When students finally raised charges against him because they felt he was not competent to become a physician, Swango managed to win over school administrators with his clean-cut good looks, his boundless energy, and his willingness to work hard to prove himself. When the faculty chose to allow him to graduate despite his poor performance, this first opportunity to remove him from the medical profession was missed.
Swango then became a resident at Ohio State. While he was there, serious questions were raised about whether he had attempted to poison one of his patients by injecting something into her IV line. However, since the main complaints had been raised by a nurse and the patient's elderly roommate, the doctors and administrators minimized the complaints and chose to protect a fellow physician. Once again, the serial killer slipped through the net.
Fascinated by poisons, violent death, and serial killers—which were often compulsive topics of his conversations with others—Dr. Swango managed to continue practicing medicine and killing patients. The law finally caught up with him in 1985 for attempting to poison several coworkers. Incredibly, after serving time for this felony, he went on to continue to practice medicine, both in the United States and in Africa.

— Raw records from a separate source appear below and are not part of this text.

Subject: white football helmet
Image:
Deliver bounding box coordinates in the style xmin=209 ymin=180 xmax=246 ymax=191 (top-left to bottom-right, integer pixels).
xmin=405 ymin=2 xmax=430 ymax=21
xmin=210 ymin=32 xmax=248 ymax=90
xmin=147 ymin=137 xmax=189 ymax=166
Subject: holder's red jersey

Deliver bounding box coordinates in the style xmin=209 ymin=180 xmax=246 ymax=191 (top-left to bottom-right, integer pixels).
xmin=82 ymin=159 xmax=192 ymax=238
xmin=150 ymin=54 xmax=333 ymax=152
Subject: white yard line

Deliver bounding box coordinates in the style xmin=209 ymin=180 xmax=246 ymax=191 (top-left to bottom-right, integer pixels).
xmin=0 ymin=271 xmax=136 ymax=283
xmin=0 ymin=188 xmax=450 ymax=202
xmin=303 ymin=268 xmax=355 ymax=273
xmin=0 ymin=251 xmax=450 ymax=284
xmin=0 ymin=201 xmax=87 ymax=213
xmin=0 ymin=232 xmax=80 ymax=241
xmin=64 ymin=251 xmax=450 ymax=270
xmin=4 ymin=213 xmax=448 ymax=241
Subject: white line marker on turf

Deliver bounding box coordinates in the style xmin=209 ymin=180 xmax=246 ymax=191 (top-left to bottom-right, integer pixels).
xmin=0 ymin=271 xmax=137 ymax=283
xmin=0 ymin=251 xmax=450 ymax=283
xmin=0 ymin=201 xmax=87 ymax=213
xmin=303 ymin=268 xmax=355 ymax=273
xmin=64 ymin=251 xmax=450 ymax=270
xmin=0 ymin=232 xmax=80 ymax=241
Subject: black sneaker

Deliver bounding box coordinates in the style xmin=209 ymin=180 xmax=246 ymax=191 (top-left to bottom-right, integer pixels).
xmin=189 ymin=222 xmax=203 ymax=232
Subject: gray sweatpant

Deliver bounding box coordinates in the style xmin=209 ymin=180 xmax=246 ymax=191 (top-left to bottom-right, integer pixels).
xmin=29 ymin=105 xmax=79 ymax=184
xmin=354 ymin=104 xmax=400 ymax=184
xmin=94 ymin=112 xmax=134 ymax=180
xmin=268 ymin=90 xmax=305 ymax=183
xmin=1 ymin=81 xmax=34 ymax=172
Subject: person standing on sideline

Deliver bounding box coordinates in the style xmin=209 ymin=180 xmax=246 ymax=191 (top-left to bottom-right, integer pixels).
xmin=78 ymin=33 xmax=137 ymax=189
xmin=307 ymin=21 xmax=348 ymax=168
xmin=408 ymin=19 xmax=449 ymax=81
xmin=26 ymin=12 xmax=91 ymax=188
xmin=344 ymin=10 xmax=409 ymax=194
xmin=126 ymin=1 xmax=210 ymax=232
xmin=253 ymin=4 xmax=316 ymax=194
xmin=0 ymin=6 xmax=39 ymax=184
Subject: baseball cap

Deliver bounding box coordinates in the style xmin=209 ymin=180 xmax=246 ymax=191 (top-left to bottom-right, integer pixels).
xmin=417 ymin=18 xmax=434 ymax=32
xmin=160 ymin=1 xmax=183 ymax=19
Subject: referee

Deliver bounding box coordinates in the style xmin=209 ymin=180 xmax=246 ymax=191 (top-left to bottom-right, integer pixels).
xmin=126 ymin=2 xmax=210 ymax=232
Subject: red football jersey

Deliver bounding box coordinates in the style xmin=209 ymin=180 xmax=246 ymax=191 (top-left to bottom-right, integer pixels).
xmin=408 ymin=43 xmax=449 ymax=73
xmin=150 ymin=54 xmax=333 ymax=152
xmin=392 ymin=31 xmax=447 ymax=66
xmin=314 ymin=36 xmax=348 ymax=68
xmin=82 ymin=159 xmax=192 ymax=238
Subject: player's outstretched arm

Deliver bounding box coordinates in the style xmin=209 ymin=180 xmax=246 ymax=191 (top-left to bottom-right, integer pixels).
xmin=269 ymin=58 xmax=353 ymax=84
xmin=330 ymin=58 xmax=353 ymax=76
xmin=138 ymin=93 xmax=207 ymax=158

Throughout his travels, questionable deaths and charges of poisoning patients dogged him. It was not until he had to stop in the United States to pick up a visa on his way to Saudi Arabia, where he was slated to take up yet another position as a practicing physician, that he was arrested and convicted of falsifying statements and documents related to a previous application for a position at a Veterans Administration hospital in New York.
Although it is rare, thankfully, to find a psychopathic serial killer among the ranks of the medical profession, it is tragically common for doctors to be unwilling to report incompetent physicians to the national data bank, let alone to try to remove them from the medical profession. If the first oath of all physicians is to do no harm, allowing incompetent physicians to practice raises serious moral questions. It also raises malpractice premiums. Patients and doctors alike would be well advised to read Blind Eye and to reconsider the options for protecting medicine from bad practitioners.